Malkus ging wiederholt auf das ein, was Morgan schon zuvor erwähnte. Ob er damit mehr Erfolg hätte? Vermutlich würde die Kriegerin eher auf den Charmeur hören als auf ihn, der ihr Vertrauen zerstört hatte. Er wollte Eve wohl mit weiter Hilfe der gestohlenen Papiere wegen locken und führte sie an Morgan vorbei ans Feuer, der noch immer ungerührt stehen blieb, nun die Hände in den Manteltaschen, ehe er sich allmählich zu den beiden drehte.

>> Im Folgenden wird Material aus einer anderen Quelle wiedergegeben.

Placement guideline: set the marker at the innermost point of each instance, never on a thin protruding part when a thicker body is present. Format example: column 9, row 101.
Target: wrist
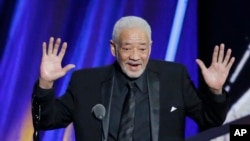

"Ihr könnt die Papiere niemals zu zweit holen. Eve ist alleine nicht stark genug, um sich gegen Mordreds Bande zu stellen... und du", er blickte Malkus nachdenklich an, "bist kein Kämpfer. Das wär' euer Tod. Zumal die Kerle nicht so leicht aufzuspüren sind. Die sind gut im verstecken", brummte er und näherte sich ebenfalls dem Feuer; zündete sich daran eine weitere Zigarette an.
"... Mordred gehört mir. Merkt euch das mal. Er... hat mir alles genommen. Dafür muss er zahlen", mehr mussten die beiden nicht wissen und Sal glaubte ohnehin nicht, dass sich jemand für seine privaten Gründe interessierte, warum es diesen Kampf überhaupt erst gegen hatte, den keiner hinterfragte.